The album in question has been released by a now defunct reproduction recording company (shuttered in the 1960s?) by Replica Records.

What would be the copyright date for this album and its exploration date?

It was released in the USA.


2 Answers 2


If you want to use this work commercially, you should seek advise of a licensed lawyer.

If you are just asking out of curiousity, then

17 U.S. Code § 405. Notice of copyright: Omission of notice on certain copies and phonorecords:

(a) Effect of Omission on Copyright.—With respect to copies and phonorecords publicly distributed by authority of the copyright owner before the effective date of the Berne Convention Implementation Act of 1988, the omission of the copyright notice described in sections 401 through 403 from copies or phonorecords publicly distributed by authority of the copyright owner does not invalidate the copyright in a work if—

  1. the notice has been omitted from no more than a relatively small number of copies or phonorecords distributed to the public; or
  2. registration for the work has been made before or is made within five years after the publication without notice, and a reasonable effort is made to add notice to all copies or phonorecords that are distributed to the public in the United States after the omission has been discovered; or
  3. the notice has been omitted in violation of an express requirement in writing that, as a condition of the copyright owner’s authorization of the public distribution of copies or phonorecords, they bear the prescribed notice.

So if a few samples have been released without a copyright notice, that doesn't change anything. If the copies have been made generally available without a copyright notice, this would seem to indicate that the recipients of those copies can assume that no rights are reserved until further notice. "Until further notice" because of part (b):

(b) Effect of Omission on Innocent Infringers.— Any person who innocently infringes a copyright, in reliance upon an authorized copy or phonorecord from which the copyright notice has been omitted and which was publicly distributed by authority of the copyright owner before the effective date of the Berne Convention Implementation Act of 1988, incurs no liability for actual or statutory damages under section 504 for any infringing acts committed before receiving actual notice that registration for the work has been made under section 408, if such person proves that he or she was misled by the omission of notice.

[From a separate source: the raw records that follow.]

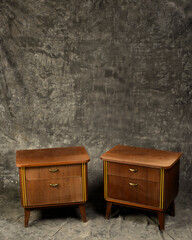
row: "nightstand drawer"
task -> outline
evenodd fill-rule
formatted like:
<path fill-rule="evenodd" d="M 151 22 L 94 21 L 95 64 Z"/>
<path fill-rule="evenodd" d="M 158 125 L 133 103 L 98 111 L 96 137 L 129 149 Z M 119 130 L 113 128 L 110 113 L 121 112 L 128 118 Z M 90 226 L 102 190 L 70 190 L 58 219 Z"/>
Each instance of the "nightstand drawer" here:
<path fill-rule="evenodd" d="M 107 172 L 108 175 L 112 176 L 128 177 L 151 182 L 160 181 L 160 170 L 156 168 L 108 162 Z"/>
<path fill-rule="evenodd" d="M 26 181 L 28 206 L 82 201 L 82 178 Z"/>
<path fill-rule="evenodd" d="M 81 164 L 27 168 L 26 180 L 80 177 L 81 168 Z"/>
<path fill-rule="evenodd" d="M 156 182 L 108 176 L 108 198 L 159 207 L 159 184 Z"/>

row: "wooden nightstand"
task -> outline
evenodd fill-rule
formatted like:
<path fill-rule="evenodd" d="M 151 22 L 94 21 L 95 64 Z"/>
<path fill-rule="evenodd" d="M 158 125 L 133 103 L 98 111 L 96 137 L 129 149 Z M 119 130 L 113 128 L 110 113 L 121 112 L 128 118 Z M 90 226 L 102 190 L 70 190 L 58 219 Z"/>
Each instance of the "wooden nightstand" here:
<path fill-rule="evenodd" d="M 104 161 L 106 218 L 112 204 L 158 213 L 164 229 L 165 211 L 175 215 L 174 199 L 179 187 L 182 153 L 118 145 L 101 156 Z"/>
<path fill-rule="evenodd" d="M 87 162 L 83 146 L 19 150 L 21 203 L 25 209 L 25 227 L 33 208 L 79 205 L 86 222 Z"/>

In a suit for infringement in such a case the court may allow or disallow recovery of any of the infringer’s profits attributable to the infringement, and may enjoin the continuation of the infringing undertaking or may require, as a condition for permitting the continuation of the infringing undertaking, that the infringer pay the copyright owner a reasonable license fee in an amount and on terms fixed by the court.

Which is to say, that if someone does establish ownership of this IP in the future, even if the past infringers may be compelled to pay unpaid licensing fees, no punitive action can be taken against them for their actions taken before they have received the notice of copyright registration.

  • If the record is released without a copyright notice, however, the law you cite only affects the copyright in that particular sound recording. It has no effect on the copyright in the music being performed, if there is any such copyright.
    – phoog
    Jun 8, 2020 at 2:58
  • 1
    @phoog if you believe the answer does not fully explore the topic, that leaves room for other answer to add more information.
    – grovkin
    Jun 8, 2020 at 3:05

Grovkin's answer addresses the copyright in the sound recording itself, but there is another consideration, which is the copyright in the material being being performed. If the recording is of a song written in the 1960s, for example, the song itself probably still enjoys copyright protection, and you would need to take that into consideration. On the other hand, if the song existed over 120 years ago, it is certainly in the public domain under US law. Even if it is less than 120 years old, there is still a good chance that it is in the public domain. The probability is very roughly correlated with the age of the work, depending on several circumstances.